Todos esses princípios de luz e de trevas estão dentro de nós,
autoconhecimento é pesquisar. Não se faz da noite ao dia, demora-se,
sofre-se, cai-se muitas vezes, mas nenhum Mestre está ali com uma
maquininha de contar quedas, eles não olham isso, só olham se o
discípulo continua na luta, mesmo tendo tombado novecentas e noventa e
nove vezes. Olham o espírito de luta e darão quantas oportunidades forem
necessárias para ele continuar na guerra. Agora se cai e aproveita e
tira uma soneca no chão, é claro que oportunidade nenhuma merece.
Essas coisas elementares e simples é que temos de considerar nesse
trabalho, não ficar com tantas teorias. Infelizmente, dentro da Gnose,
conseguimos transformar uma doutrina num amontoado de fantasias,
princípios rígidos ou leis incompreensíveis, quando o que o Mestre
Samael e outros Mestres quiseram foi é passar um sistema prático de vida
e não sistemas complexos que servem apenas para afiar o intelecto.

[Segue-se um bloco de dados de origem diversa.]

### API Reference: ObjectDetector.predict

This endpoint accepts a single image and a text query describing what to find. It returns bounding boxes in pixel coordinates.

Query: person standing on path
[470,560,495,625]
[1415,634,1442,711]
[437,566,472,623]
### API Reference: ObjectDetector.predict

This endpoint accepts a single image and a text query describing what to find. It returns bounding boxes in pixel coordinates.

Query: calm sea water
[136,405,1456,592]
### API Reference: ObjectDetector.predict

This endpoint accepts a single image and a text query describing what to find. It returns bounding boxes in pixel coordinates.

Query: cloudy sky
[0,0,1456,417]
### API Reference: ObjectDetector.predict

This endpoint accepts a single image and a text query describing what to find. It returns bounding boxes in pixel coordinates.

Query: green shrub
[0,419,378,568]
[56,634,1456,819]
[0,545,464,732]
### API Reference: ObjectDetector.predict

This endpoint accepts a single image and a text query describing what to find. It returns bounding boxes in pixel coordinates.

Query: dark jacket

O conhecimento é dado, trazido ao mundo, mas cada qual utiliza como
quer, não se tem, nem se pode ter o controle sobre isso. Cada qual é
livre para escolher o que quer fazer, ninguém é obrigado a acreditar em
Gnose, em Samael, em Avatares, em coisa nenhuma. Mas respeite aqueles
que acreditem, deixe o outro acreditar, se alguém vem pedir ajuda,
ofereça ajuda, se é que tem algo a oferecer.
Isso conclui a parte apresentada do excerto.